Hallo und herzlich Willkommen zur Oster-Spezialausgabe von Adé Afd,
für das lange Wochenende habe ich mir etwas Besonderes für euch überlegt: Eine Folge über den Umgang mit radikalen Aussagen und radikalisierten Menschen in unserem engsten Umfeld.
🆘 Denn vielleicht liegt einigen von euch die Vorstellung im Magen, in den kommenden Feiertagen auf genau das Familienmitglied zu treffen, das AfD-Zitate im Familienchat teilt - oder beim Sonntagsfrühstück immer mit denselben extremen Parolen ankommt.
➡️ Dafür habe ich Radikalisierungsexpertin Dana Buchzik gefragt, welche Kommunikationshacks sie für enge Familienangehörige und Freund_innen empfiehlt.
Danas Instagramkanal, auf dem sie regelmässig kluge Tipps verrät, kann ich nur empfehlen - ebenso ihr Buch “Warum wir Familie und Freunde an radikale Ideologien verlieren – und wie wir sie zurückholen können.” Ihr findet sie hier.
Also legen wir los:
💬 Wie rede ich mit Familienangehörigen, die AfD-Parolen verbreiten?
🗣️ Die AfD-Wählerschaft verändert sich, die AfD selbst ist auf dem Weg zur Volkspartei - und das obwohl (oder gerade weil?) sie radikaler wird. Mehr dazu findet ihr in der letzten Adé AfD-Ausgabe:
🗣️ Umso wichtiger, dass wir die Diskussion zu ihren Aussagen nicht scheuen - und uns zutrauen, sie zu führen.

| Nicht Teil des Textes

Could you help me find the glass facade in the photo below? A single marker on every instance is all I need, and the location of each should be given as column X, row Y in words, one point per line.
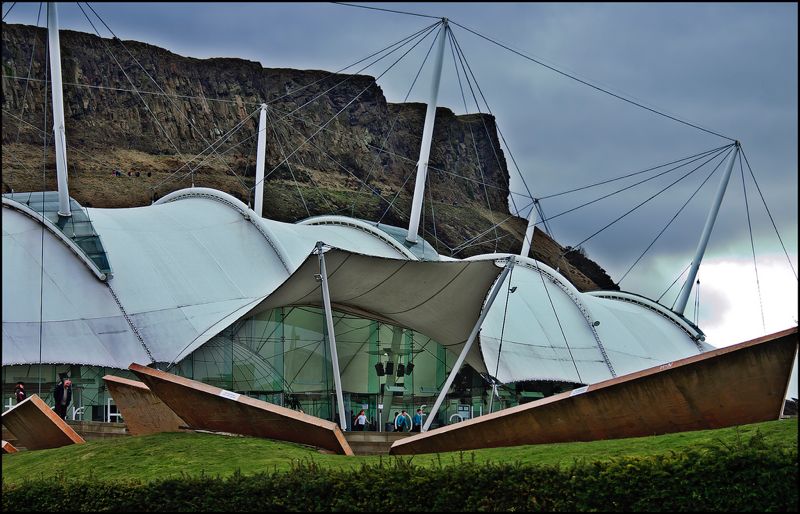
column 282, row 357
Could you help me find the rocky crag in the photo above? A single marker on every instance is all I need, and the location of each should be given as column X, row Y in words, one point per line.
column 140, row 121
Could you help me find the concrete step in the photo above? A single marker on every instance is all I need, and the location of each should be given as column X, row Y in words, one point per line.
column 89, row 430
column 373, row 443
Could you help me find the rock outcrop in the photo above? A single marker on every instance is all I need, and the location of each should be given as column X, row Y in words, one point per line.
column 141, row 121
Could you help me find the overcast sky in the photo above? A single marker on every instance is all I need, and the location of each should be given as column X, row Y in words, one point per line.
column 730, row 68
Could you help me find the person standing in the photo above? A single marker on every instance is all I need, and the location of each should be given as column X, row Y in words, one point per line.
column 63, row 395
column 361, row 421
column 401, row 423
column 417, row 423
column 19, row 392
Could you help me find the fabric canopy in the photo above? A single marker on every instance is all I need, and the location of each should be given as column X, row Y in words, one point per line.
column 442, row 300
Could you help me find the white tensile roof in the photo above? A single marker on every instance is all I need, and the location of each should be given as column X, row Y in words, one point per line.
column 198, row 260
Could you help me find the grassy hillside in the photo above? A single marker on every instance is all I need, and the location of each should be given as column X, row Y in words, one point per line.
column 162, row 456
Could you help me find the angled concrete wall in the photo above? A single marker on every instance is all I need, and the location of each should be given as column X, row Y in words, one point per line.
column 142, row 411
column 207, row 407
column 740, row 384
column 36, row 426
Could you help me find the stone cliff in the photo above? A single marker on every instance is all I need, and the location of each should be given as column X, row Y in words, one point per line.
column 140, row 121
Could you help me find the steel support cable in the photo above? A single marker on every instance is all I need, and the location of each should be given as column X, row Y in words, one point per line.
column 472, row 134
column 766, row 207
column 697, row 303
column 395, row 118
column 27, row 83
column 386, row 10
column 673, row 283
column 628, row 175
column 323, row 93
column 537, row 204
column 668, row 224
column 433, row 213
column 503, row 326
column 558, row 320
column 752, row 246
column 619, row 97
column 323, row 126
column 636, row 184
column 111, row 54
column 345, row 107
column 185, row 116
column 289, row 167
column 466, row 67
column 310, row 176
column 400, row 42
column 219, row 142
column 343, row 167
column 645, row 201
column 47, row 137
column 462, row 245
column 402, row 157
column 329, row 156
column 379, row 149
column 12, row 6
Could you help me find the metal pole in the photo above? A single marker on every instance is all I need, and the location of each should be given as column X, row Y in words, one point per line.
column 427, row 138
column 260, row 156
column 683, row 297
column 60, row 139
column 528, row 241
column 468, row 344
column 326, row 300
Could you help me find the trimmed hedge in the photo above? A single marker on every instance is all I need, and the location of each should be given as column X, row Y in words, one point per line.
column 748, row 477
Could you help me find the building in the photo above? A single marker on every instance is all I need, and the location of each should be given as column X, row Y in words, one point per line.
column 199, row 285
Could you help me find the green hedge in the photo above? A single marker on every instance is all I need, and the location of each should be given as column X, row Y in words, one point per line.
column 749, row 477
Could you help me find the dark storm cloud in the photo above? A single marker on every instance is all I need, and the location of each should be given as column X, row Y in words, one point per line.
column 731, row 68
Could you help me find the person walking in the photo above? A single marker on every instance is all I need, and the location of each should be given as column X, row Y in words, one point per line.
column 417, row 422
column 63, row 395
column 402, row 422
column 361, row 421
column 19, row 392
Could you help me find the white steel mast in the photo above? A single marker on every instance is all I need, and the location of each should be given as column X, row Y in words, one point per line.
column 260, row 156
column 60, row 139
column 683, row 297
column 427, row 138
column 528, row 240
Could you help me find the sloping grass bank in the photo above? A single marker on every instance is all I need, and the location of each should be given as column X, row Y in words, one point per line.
column 181, row 455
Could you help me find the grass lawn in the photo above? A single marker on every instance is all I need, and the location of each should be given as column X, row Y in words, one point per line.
column 173, row 455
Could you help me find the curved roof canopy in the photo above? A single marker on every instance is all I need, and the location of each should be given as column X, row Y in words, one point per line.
column 198, row 260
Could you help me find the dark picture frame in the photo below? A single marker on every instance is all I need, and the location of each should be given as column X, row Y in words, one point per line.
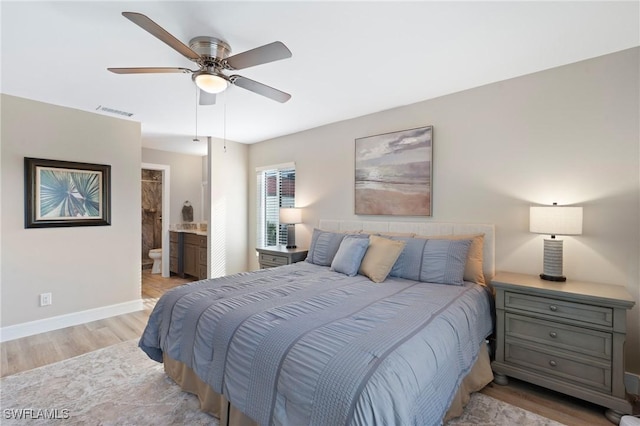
column 394, row 173
column 66, row 193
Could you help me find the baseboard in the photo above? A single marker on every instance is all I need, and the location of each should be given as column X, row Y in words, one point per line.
column 17, row 331
column 632, row 383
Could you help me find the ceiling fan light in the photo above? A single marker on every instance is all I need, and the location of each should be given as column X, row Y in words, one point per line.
column 211, row 83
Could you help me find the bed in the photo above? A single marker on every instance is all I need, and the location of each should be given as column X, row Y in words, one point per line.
column 384, row 323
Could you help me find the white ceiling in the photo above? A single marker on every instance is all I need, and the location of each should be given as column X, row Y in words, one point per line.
column 349, row 59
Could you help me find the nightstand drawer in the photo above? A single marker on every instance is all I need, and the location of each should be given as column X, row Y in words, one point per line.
column 273, row 259
column 594, row 374
column 577, row 312
column 558, row 335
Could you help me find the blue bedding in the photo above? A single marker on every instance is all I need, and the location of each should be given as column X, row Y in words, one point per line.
column 303, row 345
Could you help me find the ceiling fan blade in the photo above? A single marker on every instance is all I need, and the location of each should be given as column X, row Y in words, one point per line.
column 260, row 55
column 259, row 88
column 156, row 30
column 207, row 98
column 147, row 70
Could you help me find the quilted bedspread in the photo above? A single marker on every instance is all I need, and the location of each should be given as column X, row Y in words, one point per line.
column 302, row 345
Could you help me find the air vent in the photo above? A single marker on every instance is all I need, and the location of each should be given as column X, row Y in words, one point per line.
column 114, row 111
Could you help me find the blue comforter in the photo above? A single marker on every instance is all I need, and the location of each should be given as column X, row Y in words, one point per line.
column 302, row 345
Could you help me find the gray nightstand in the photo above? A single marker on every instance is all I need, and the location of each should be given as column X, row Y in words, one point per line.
column 273, row 256
column 566, row 336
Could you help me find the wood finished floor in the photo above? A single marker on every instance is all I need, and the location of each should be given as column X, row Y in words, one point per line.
column 34, row 351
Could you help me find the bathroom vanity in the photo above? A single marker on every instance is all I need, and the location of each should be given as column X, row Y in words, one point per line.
column 188, row 255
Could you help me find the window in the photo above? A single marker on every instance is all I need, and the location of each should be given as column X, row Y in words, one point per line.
column 276, row 187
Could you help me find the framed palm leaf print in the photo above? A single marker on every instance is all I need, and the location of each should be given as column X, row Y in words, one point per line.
column 66, row 193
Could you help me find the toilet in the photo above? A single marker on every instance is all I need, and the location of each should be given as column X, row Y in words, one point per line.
column 156, row 255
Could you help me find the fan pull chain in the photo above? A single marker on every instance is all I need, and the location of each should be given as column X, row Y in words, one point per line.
column 195, row 139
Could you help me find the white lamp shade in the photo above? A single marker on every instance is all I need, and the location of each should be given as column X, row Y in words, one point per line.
column 290, row 216
column 211, row 83
column 555, row 220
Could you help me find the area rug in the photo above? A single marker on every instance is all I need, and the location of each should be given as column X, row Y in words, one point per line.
column 120, row 385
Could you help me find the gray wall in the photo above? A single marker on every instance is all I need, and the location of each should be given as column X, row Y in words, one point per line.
column 568, row 135
column 84, row 268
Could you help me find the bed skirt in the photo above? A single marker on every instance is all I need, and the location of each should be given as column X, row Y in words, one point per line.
column 218, row 406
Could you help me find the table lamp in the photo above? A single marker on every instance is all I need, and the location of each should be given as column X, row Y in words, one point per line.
column 290, row 216
column 554, row 220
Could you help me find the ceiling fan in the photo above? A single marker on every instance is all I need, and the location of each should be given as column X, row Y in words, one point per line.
column 212, row 56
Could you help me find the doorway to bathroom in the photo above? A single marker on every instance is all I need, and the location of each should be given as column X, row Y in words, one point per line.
column 155, row 217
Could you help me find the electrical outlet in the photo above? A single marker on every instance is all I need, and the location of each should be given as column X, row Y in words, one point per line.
column 45, row 299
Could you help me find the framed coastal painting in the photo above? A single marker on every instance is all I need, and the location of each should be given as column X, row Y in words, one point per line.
column 65, row 193
column 394, row 173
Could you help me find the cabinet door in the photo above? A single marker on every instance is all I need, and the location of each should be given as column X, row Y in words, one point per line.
column 191, row 258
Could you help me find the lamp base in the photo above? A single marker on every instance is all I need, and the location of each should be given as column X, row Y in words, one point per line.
column 553, row 277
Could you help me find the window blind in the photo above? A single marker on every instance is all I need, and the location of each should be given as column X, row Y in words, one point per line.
column 276, row 187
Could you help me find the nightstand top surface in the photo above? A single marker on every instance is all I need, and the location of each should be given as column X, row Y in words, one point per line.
column 579, row 289
column 282, row 249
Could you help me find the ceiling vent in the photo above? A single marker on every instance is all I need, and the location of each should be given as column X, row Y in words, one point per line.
column 114, row 111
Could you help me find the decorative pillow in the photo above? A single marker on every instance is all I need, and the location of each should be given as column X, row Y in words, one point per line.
column 323, row 247
column 473, row 270
column 443, row 261
column 408, row 263
column 349, row 255
column 380, row 258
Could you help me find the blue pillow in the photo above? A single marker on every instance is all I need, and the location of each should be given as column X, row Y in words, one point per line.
column 437, row 261
column 349, row 255
column 408, row 263
column 323, row 247
column 443, row 261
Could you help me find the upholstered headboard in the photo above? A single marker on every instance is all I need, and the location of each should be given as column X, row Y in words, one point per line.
column 426, row 229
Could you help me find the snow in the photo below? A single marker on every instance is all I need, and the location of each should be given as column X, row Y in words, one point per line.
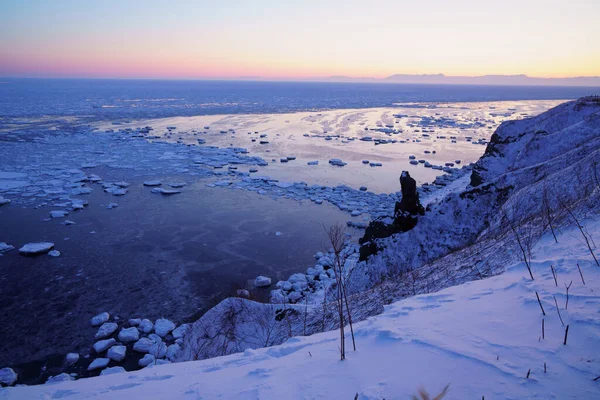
column 59, row 378
column 54, row 253
column 163, row 327
column 106, row 329
column 146, row 326
column 36, row 248
column 98, row 363
column 146, row 360
column 7, row 376
column 117, row 353
column 102, row 345
column 262, row 281
column 100, row 319
column 152, row 183
column 129, row 335
column 112, row 370
column 72, row 358
column 143, row 345
column 481, row 337
column 4, row 247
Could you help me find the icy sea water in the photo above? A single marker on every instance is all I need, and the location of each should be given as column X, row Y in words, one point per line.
column 172, row 256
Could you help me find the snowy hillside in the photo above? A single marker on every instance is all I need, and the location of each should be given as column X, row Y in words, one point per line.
column 451, row 301
column 481, row 337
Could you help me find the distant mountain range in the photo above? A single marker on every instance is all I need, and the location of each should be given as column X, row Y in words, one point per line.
column 523, row 80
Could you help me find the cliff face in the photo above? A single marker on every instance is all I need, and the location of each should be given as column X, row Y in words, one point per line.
column 545, row 161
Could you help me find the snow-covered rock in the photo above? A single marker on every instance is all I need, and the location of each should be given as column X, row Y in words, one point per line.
column 71, row 358
column 146, row 360
column 159, row 362
column 112, row 370
column 98, row 363
column 36, row 248
column 158, row 350
column 105, row 344
column 173, row 351
column 152, row 183
column 180, row 331
column 4, row 247
column 146, row 326
column 100, row 319
column 63, row 377
column 129, row 335
column 58, row 213
column 117, row 353
column 143, row 345
column 106, row 329
column 163, row 327
column 262, row 281
column 8, row 376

🗣️ Klar ist: Es ist schwer auszuhalten, wenn ein geliebter Mensch die eigenen Werte nicht teilt - oder Werte verbreitet, die unsere roten Linien komplett überschreiten. Wahrscheinlich haben einige von euch schon viele gescheiterte Diskussionsversuche hinter sich und oft keine Kraft mehr für noch mehr Streit.
🗣️ Die gute Nachricht: Es gibt wirksame Kommunikationshacks für den Umgang mit Menschen, die radikale Aussagen tätigen (und glauben) – und die Wahrscheinlichkeit ist hoch, dass ihr sie noch nicht ausprobiert habt.
Ich übergebe an Dana Buchzik:
🛑 Steh für deine Grenzen ein.
Bei Angehörigen und engen Freunden wissen wir meist sehr gut, welche Worte oder Sätze uns aus der Fassung bringen. Das hilft sowohl bei der Vorbereitung als auch in der konkreten Situation: Erkennst du diese Sätze (und deine automatische emotionale Reaktion), kannst du dieses Mal entscheiden, anders zu handeln.
Lege vor der nächsten Begegnung deine emotionale “Hausordnung” fest. Sprich diese Hausordnung in einem ruhigen Moment an und lade dein Gegenüber ein, ebenfalls eine Hausordnung zu erstellen und sie gemeinsam zu besprechen.
Mögliche Impulse für deine persönliche Hausordnung: Was kannst und willst du im Gespräch aushalten und wo ist deine rote Linie? Welche Konsequenz folgt aus einer Grenzüberschreitung? Wirst du z.B. das Gespräch unterbrechen und einen Spaziergang machen? Ab wie vielen Grenzüberschreitungen wirst du nach Hause fahren, weil du weißt, dass der Streit sonst eskalieren könnte?
Wichtig: Diese Grenzen sollten immer und für alle Menschen in deinem Umfeld gelten. Kommuniziere eine Konsequenz nur, wenn du dir zutraust, sie wirklich konsequent umzusetzen.
Lege dir Sätze zur Schnellabgrenzung bereit: “Ich werde dich nicht überzeugen und du wirst mich nicht überzeugen.” / “Du überschreitest gerade meine Grenze. Ich brauche jetzt einen Themenwechsel.”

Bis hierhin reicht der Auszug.